I often look up to the sky to admire a flock of flying creatures on their migration route to more suitable grounds, driven by their instincts. I must admit I am jealous, the ability to fly and explore this sphere is mesmerizing, soon after that I must acknowledge that we are different species and our vehicles of transport differ immensely. Similarly, I often observe the obese iron hogs rumble by with their ape hangers and loud tunes two-up rolling unapologetically on to their next watering hole. I observe, ponder and move on for I realize that Sport touring is a matter of choice and thus I often choose to be a solo rider (with a few exceptions). I may be unable to articulate to a satisfactory degree as to why I ride, however, I am certain as to why I choose to ride solo.

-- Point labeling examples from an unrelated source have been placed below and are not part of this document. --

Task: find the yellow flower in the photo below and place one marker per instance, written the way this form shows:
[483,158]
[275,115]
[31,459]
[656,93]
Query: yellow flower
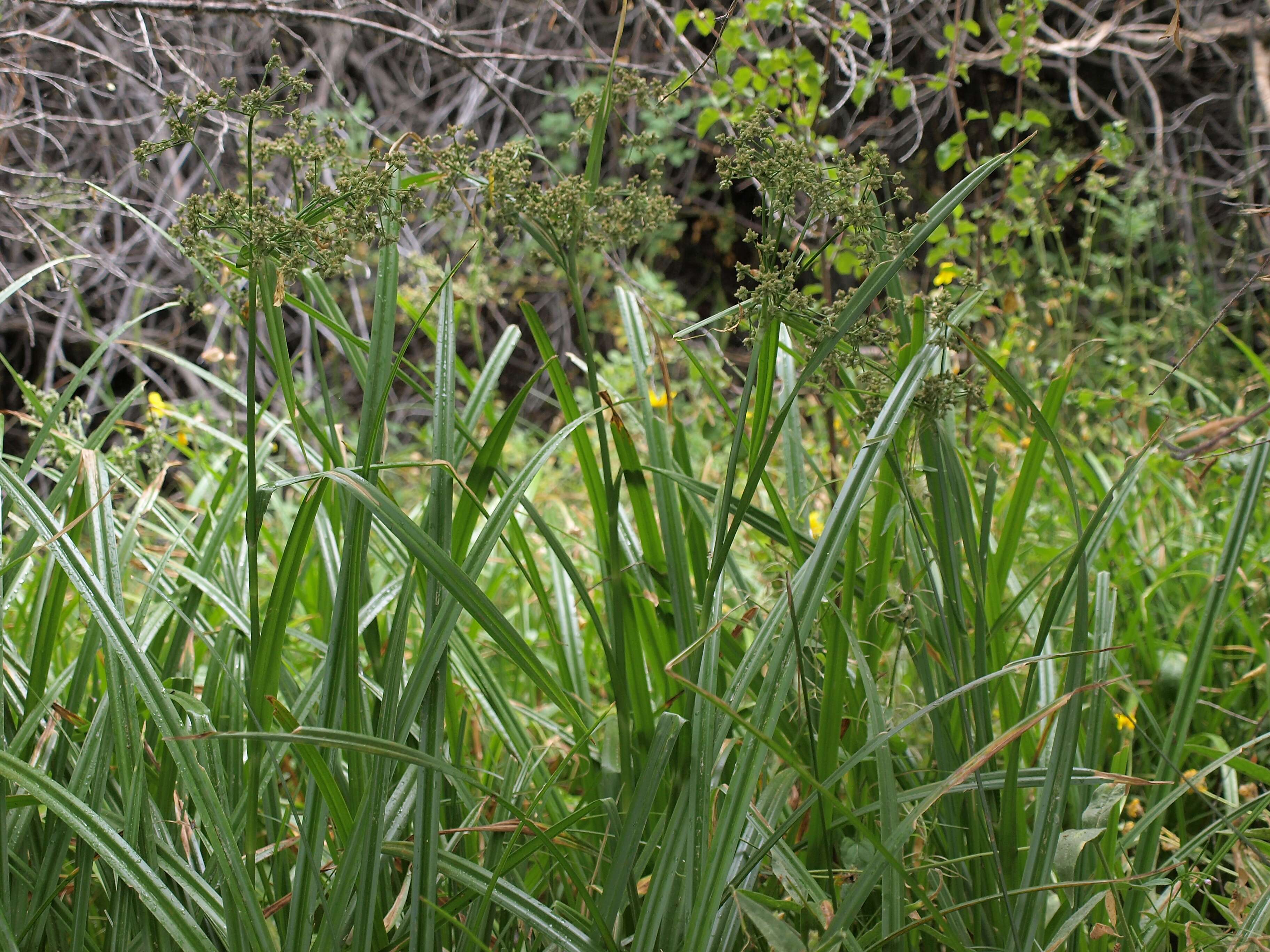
[158,408]
[948,272]
[816,523]
[658,400]
[1201,785]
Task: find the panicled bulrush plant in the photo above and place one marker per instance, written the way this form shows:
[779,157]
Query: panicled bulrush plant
[303,200]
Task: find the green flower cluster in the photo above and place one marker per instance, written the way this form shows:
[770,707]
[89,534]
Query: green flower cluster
[324,201]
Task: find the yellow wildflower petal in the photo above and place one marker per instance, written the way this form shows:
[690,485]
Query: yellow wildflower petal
[816,523]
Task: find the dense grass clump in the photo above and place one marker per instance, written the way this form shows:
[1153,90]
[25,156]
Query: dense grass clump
[851,642]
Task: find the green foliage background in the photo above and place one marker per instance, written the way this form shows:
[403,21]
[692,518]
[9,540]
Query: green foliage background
[892,578]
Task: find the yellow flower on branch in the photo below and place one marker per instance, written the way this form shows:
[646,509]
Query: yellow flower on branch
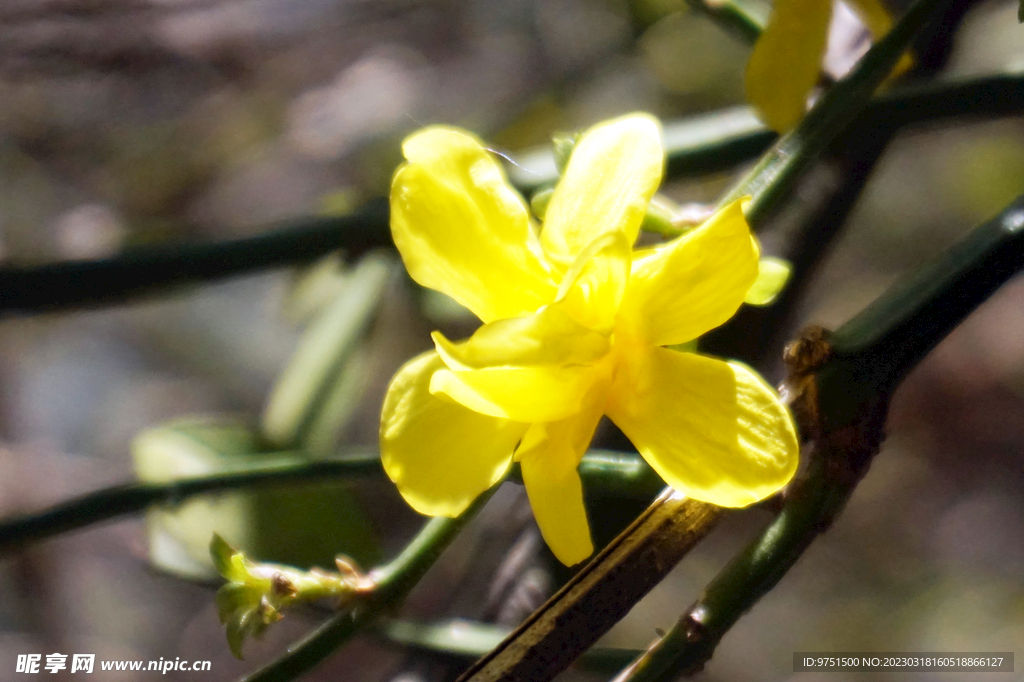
[576,327]
[786,59]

The time was circa 2012, when Master Chief walked into my life, a dashing fawn creature with an epic personality. I was overwhelmed by the kindness and genuine affection directed towards me. It had been a long while since I had experienced such genuine intentions. I suposse as humans one often questions intention, motives, reasons and doubt that anyone or anything can be really that unbelievably caring. And so for the next few months Chief made it a point to convert me into a believer and ultimately utterly change my perspective and impacted my existence. Unfortunately, Chief departed my life abruptly circa 2015. Ever since, I have been trying to find a way to remember and honor an old friend whom taught me the fundamentals of being human. It finally occurred to me that the best way to honor my old friend would be to carry on his name with me everywhere I travel, just like that flock of creatures we will travel together. It will be Master Chief and I exploring the world. And that is how I decided to name my mechanical steed "Master Chief". I choose to ride alone, but the memory of my Canine Friend will accompany me until we meet again. My name is Fredo and this is my reality, exponentially beautiful reality.
*I wrote this piece with a sad prescient feeling hovering over me. Less than a day after I hit publish on this blog post, I was notified that my other Boxer pup Samson, the dashing one on my profile picture will be departing this world soon. After 11 years on this sphere he is ready to cross over, until we meet again dear friend. Toot toot.